Yesterday, I went shopping for bike tools in Arequipa. I was told there was a large market someplace around Avenida Venezuela, so that’s where I headed. It’s a large, busy street, and Lucy the Bike is my only worldly possession, so I felt a tad antsy leaving it parked there, exposed and unlocked. Luckily, there was a cheerful elderly man washing car windows there, and we struck a deal – he’d watch Lucy for a few soles.
Unfortunately, the market, while huge, colorful and all sorts of entertaining, had no bike tools, and I needed to think of something else. As I walked back to the bike and stood there googling Arequipa’s tool options on my phone, I noticed a guy on a KTM rolling by. I smiled and nodded. KTM guy hit the brakes.
“What’s up?”, – he asked, stopping and removing his helmet.
“I need some tools for the bike. Are there any moto shops around?”.
The KTM Guy didn’t hesitate for a minute. “Follow me”, – he said, and we took off weaving in and out of Arequipa’s busy traffic. Tommy led me to yet another marketplace, dedicated entirely to parts and tools. Engines, cow fence posts, crowbars, saws, wrenches, nuts and bolts and screwdrivers and all kinds of other magic stuff was in abundance, and, thanking Tommy, I set out on my mission to find the wrench set and tire irons that I needed.
The motorcycle community is awesome that way. We see each other on two wheels, and we instantly decide we’re good people. We notice other riders and we think, oh hey there, motorcycle person, I’m going to assume you’re cool. We meet motorcyclists and we instantly make a decision to be open to them, to hear what they have to say, to be friendly and kind to them, to help them, to go for coffees or beers, to patch their tires and buy their books, to lead them to tool shops, to donate gear if they are in need, to bring down parts, to share routes and tips, to cheer them on. We see another rider, and we immediately make up our minds to listen to them even if they have weird stickers or funny hair or different political views or are older or younger than us, even if they don’t speak our language well – or at all – and we are prepared to cut them slack, lots and lots of slack, before we decide what we think of them, and whether we can be friends.

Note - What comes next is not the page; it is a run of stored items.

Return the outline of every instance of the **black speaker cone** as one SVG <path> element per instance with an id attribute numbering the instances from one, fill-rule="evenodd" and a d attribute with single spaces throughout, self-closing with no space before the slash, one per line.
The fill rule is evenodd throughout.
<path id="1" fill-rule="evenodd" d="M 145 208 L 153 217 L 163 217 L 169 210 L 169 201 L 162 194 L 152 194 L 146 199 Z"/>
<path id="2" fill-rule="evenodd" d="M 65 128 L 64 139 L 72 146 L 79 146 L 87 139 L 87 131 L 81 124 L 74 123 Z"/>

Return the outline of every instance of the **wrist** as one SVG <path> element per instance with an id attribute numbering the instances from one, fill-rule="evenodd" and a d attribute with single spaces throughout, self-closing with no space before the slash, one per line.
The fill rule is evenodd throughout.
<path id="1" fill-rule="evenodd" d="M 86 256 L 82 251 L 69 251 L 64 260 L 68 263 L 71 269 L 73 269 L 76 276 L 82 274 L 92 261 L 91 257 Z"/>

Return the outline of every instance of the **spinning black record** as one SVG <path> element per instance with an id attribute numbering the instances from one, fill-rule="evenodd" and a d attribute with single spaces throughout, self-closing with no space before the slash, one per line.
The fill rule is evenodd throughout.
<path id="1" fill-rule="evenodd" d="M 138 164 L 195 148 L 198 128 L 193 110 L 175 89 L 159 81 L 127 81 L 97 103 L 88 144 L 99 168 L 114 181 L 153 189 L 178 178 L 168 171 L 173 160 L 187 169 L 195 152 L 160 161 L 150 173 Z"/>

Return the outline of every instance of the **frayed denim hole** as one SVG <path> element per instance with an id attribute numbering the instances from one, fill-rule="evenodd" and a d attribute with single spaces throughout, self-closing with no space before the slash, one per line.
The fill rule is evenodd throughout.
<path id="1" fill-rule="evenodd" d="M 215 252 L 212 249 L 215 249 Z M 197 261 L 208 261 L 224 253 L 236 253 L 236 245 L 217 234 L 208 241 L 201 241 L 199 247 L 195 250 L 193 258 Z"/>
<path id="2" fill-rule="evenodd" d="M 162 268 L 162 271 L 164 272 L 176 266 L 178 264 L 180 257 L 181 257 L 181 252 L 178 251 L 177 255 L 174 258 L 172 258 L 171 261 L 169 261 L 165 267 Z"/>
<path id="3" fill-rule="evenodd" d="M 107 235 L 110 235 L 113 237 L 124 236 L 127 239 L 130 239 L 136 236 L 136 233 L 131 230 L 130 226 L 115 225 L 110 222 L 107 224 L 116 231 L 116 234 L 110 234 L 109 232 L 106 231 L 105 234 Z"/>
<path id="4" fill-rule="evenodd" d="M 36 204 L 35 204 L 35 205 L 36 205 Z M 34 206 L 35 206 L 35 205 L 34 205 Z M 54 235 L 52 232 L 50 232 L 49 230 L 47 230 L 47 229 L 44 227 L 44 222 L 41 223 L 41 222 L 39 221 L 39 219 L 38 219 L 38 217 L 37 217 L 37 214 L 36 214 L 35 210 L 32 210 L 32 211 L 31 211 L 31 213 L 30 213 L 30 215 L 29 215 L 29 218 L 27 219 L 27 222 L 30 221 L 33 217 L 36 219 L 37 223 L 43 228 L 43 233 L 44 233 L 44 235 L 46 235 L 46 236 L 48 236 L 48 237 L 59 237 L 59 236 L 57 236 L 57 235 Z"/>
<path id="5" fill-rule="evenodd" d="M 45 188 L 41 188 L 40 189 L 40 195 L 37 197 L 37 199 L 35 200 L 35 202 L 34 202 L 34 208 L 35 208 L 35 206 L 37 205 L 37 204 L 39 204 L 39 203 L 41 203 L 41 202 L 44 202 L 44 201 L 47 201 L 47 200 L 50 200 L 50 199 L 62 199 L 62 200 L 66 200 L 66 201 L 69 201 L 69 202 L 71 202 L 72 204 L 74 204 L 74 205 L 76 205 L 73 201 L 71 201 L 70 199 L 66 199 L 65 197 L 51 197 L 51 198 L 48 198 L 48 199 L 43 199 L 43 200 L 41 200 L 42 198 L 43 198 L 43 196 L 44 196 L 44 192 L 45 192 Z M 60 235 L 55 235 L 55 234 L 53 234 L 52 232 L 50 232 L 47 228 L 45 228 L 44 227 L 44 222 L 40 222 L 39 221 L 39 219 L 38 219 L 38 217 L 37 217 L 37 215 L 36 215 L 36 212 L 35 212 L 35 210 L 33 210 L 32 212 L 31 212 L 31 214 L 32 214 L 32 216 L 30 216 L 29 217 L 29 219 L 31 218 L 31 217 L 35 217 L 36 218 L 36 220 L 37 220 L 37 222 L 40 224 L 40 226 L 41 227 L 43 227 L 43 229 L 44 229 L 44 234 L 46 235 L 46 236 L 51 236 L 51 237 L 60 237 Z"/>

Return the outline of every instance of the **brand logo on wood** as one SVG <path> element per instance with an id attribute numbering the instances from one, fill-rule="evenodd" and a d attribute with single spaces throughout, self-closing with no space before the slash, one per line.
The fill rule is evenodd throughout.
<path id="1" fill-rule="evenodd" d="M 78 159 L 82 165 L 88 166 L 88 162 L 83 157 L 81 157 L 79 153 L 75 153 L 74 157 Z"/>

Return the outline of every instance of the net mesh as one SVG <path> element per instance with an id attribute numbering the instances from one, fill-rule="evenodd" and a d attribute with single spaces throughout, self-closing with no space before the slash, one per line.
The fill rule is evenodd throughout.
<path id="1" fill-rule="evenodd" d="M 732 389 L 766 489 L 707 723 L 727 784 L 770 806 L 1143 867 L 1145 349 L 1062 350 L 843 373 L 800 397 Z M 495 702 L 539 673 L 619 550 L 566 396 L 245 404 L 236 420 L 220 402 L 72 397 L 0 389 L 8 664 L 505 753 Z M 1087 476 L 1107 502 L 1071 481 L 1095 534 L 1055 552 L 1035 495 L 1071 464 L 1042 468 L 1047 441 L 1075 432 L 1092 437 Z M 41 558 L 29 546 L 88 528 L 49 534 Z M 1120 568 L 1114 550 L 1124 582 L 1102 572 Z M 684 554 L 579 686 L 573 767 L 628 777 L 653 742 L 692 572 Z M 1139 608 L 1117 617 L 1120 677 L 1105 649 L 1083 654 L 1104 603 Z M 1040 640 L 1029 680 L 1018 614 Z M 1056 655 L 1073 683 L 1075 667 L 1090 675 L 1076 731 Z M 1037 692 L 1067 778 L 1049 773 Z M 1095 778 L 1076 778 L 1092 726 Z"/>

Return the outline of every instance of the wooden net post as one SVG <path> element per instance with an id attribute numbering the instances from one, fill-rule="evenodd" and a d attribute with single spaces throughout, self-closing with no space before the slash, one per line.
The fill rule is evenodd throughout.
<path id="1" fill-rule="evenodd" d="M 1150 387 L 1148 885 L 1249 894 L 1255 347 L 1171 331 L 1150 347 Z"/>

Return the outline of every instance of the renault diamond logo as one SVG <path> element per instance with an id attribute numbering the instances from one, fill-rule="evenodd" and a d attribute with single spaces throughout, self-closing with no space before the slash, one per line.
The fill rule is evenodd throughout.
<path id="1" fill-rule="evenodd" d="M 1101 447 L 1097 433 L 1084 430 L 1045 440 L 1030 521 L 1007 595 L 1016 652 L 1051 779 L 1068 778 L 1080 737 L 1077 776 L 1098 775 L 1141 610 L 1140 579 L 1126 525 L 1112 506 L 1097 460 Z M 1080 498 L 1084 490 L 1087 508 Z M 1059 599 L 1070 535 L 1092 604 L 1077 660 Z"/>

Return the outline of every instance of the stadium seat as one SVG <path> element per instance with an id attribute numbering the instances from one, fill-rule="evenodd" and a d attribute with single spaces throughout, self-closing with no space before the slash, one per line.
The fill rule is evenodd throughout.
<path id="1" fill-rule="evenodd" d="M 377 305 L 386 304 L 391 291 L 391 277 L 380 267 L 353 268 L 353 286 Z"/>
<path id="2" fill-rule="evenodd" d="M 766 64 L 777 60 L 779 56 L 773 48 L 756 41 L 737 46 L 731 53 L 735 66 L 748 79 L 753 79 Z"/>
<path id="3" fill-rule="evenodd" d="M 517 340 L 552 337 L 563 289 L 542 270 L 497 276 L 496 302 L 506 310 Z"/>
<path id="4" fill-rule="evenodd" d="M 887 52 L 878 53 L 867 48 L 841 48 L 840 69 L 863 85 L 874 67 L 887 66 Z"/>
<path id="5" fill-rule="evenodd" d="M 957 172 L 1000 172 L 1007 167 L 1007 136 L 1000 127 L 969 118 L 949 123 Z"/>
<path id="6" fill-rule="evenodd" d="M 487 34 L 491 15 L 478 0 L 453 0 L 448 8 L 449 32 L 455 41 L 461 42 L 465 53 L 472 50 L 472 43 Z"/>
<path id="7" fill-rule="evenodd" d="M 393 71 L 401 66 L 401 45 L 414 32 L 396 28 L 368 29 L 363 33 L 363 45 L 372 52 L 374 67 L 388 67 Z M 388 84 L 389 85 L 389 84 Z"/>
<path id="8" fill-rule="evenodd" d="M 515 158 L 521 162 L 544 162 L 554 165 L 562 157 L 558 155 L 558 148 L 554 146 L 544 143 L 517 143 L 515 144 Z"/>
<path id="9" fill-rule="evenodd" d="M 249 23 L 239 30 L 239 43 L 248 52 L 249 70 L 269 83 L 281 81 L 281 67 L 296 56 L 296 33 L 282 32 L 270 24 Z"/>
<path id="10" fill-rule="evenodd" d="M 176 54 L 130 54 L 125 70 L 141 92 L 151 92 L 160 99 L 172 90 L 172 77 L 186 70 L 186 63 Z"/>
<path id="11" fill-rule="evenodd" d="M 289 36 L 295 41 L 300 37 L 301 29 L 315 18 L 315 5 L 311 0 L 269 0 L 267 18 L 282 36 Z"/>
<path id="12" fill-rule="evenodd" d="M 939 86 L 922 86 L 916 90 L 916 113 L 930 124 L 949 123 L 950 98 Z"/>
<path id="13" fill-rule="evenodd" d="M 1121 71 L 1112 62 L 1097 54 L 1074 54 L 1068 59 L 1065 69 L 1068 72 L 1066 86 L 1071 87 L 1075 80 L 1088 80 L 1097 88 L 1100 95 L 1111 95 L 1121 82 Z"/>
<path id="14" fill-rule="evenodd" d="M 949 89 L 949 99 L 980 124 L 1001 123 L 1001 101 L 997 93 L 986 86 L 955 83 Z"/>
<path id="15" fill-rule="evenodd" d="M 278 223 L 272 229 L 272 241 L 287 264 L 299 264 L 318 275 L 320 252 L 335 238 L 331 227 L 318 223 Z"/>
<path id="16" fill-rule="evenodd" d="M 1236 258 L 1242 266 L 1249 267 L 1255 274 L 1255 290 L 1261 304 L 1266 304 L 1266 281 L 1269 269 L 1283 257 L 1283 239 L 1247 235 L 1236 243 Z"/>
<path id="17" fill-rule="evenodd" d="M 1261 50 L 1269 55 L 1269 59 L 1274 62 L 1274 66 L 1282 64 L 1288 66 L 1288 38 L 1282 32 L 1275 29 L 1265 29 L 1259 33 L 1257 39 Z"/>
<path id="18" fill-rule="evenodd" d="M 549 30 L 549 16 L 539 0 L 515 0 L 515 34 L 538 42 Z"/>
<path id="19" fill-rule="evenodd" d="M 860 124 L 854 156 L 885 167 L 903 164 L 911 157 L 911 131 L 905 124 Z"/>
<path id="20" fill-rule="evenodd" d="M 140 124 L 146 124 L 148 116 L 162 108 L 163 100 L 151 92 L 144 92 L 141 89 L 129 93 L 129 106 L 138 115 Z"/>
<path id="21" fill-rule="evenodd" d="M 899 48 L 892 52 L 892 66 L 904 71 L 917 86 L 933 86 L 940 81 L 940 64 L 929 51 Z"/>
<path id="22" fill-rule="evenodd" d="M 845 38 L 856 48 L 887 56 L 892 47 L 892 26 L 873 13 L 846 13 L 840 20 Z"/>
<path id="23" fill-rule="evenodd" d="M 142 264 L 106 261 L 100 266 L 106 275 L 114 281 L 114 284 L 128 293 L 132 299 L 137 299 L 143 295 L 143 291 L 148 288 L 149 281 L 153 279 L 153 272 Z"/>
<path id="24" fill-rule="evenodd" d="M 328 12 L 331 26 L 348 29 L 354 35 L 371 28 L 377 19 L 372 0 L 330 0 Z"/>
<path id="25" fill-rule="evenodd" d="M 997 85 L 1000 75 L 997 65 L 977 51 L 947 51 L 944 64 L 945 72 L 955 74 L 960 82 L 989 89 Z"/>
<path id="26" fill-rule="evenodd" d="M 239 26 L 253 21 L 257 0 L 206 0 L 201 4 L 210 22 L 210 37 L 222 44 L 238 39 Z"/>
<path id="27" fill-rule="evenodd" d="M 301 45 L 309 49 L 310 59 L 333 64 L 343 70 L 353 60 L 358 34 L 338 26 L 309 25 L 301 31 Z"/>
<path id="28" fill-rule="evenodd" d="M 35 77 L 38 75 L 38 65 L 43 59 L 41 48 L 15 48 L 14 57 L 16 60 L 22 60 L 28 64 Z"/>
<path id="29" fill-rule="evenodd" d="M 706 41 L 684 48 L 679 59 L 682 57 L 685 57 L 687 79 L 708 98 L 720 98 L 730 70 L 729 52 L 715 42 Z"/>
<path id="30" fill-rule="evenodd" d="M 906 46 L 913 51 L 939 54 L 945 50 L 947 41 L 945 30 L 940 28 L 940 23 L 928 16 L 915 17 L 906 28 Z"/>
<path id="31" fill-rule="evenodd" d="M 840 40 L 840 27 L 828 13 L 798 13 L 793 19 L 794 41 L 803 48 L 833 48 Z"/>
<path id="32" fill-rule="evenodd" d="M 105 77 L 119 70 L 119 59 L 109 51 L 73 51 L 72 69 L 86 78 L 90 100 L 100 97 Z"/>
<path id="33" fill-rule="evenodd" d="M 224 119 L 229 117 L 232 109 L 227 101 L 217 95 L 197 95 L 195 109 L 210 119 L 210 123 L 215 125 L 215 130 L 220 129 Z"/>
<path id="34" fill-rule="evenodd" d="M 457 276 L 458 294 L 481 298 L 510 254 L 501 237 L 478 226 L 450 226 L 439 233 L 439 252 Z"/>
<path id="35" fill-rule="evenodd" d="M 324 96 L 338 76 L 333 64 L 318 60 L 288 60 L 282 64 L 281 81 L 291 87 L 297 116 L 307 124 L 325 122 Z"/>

The motorcycle community is awesome that way. Assume the best first. Say hello. Shake hands. Share what you can. Maybe even ride together for a little while. Then, and only then, form an opinion, and even when that opinion isn’t favorable, you’ll still think – well, okay, but at least they ride.
Wouldn’t it be cool if we didn’t need motorcycles for this? What if we did this with all the people we met, not just riders?
Tommy helped me find the tool place because I was on a bike. I trusted Tommy to follow him to another part of town because he was on a motorcycle.
But there are plenty of perfectly horrible people on motorcycles, too.
The motorcycle itself is not a factor or cause for kindness, generosity, friendliness, or openness.
It’s simply something we know and recognize instantly. I might not trust Tommy the Random Peruvian Guy, but I’m very likely to trust Tommy the KTM Guy. Even though it’s still the exact same Tommy.
What if we just recognized each other, bike or no bike?
What if we saw other human beings and immediately thought, oh, hello, fellow human, I’m going to assume you’re good people. What if we noticed other folks and instantly decided to be open to them, to hear what they had to say, to be friendly and kind to them and help them, to go for coffees or beers, to share what we can, and to support and cheer them on? What if we saw another human and we immediately made up our minds to pay attention, even if they looked odd or hated frappes or thought the Earth was flat or didn’t speak our language – what if we were prepared to cut them slack before we decided what we thought of them and whether we could be friends?
“The motorcycle community is special”, “no wonder you’re great, you ride a motorcycle!”, “riders are a different kind of people”, “the adventure motorcycle community is awesome”. Sound familiar? Don’t get me wrong, I wholeheartedly agree.
Thing is, though, if somebody took our bikes away, we’d be the same people.
We wouldn’t magically transform into a bunch of anti-social jerks just because motorcycles were gone. Maybe we’d take up surfing, or cycling, or bird watching, or that weird sport where you sort of massage the ice to get a rock into a bullseye.
And we’d then sing accolades to the awesomeness of the surfing, cycling, bird watching, or curling community.
And we would assume the surfers and the cyclists, the birdwatchers and the ice masseurs were instantly cool people.
I wonder what would happen if we thought that about everyone just because they’re human.